Building an Alternating Least Squares (ALS) using Spark ML and predict the ratings

# connect to spark
config <- spark_config()
config$`sparklyr.shell.driver-memory` <- "8G"
config$`sparklyr.shell.executor-memory` <- "8G"

# The memory limit could not be configured on my low resouce laptop.
sc <- spark_connect(master = "local", config = config)

#Assign the dataset to Spark
spark_df <- ratings

#Building Train and Test dataset
train <- sample(x = c(TRUE, FALSE), size = nrow(spark_df),
                      replace = TRUE, prob = c(0.8, 0.2))
train_df <- spark_df[train, ]
test_df <- spark_df[!train, ]

#Copy function to Spark
spark_train <- sdf_copy_to(sc, train_df, "train_ratings", overwrite = TRUE)
spark_test <- sdf_copy_to(sc, test_df, "test_ratings", overwrite = TRUE)


sparkALS <- ml_als(spark_train, max_iter = 5, nonnegative = TRUE, 
                   rating_col = "rating", user_col = "userId", item_col = "movieId")

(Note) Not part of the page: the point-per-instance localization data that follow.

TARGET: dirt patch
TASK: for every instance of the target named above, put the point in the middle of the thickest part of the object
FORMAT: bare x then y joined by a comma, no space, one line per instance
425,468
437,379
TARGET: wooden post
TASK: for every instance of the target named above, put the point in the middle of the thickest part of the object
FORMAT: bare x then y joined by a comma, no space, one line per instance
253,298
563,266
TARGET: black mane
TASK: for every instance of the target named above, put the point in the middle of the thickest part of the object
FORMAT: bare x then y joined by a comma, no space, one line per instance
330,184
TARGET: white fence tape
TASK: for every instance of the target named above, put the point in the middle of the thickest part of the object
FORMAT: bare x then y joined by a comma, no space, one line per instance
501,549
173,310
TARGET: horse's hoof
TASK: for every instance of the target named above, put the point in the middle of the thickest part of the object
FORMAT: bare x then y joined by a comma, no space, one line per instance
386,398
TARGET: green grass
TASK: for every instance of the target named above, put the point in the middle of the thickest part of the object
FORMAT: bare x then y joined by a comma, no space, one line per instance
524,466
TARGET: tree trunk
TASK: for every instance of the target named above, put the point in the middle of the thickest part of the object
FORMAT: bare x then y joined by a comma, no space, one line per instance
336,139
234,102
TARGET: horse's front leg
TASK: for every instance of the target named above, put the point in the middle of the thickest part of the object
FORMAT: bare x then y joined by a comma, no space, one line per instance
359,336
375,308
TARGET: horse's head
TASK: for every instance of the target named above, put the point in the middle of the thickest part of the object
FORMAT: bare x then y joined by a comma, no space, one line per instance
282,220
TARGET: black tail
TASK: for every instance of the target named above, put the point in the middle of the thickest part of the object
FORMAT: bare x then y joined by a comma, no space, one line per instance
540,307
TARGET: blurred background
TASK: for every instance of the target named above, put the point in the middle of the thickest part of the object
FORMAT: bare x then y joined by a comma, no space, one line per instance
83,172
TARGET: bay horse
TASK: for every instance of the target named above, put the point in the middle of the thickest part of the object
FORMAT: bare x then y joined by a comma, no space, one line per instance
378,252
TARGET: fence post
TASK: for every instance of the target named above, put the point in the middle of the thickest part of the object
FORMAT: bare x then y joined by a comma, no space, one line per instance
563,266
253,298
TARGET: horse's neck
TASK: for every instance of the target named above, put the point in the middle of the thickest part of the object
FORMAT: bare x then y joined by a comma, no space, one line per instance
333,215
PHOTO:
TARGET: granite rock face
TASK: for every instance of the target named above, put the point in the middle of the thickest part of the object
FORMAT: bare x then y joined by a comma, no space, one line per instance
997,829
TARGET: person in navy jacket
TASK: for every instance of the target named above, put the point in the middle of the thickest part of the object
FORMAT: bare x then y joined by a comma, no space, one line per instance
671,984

sparkPred <- sparkALS$.jobj %>%
  invoke("transform", spark_dataframe(spark_test)) %>% collect()



sparkPred <- sparkPred[!is.na(sparkPred$prediction), ] 

#Calculate error
mse_spark <- mean((sparkPred$rating - sparkPred$prediction)^2)
rmse_spark <- sqrt(mse_spark)
mae_spark <- mean(abs(sparkPred$rating - sparkPred$prediction))

# disconnect from spark
spark_disconnect(sc)

Spark Accuracy Measures

spark_pred_datatable <- rename(sparkPred, c("spark_prediction"="prediction"))
spark_pred_datatable <- subset(spark_pred_datatable, select=c(userId,movieId,rating,spark_prediction)) 

spark_error <- data.frame(RMSE = rmse_spark, MSE = mse_spark, MAE = mae_spark)
spark_error

Spark Prediction

datatable(spark_pred_datatable, rownames = FALSE, filter="top", options = list(pageLength = 5, scrollX=T) )

Summary

  • Analysis made on Collaborative filtering model using IBCF and UBCF for MovieLens dataset, the result shows that UBCF with cosine is the best performer.
  • ALS model is spark has predicted closely to the rating given MovieLens dataset.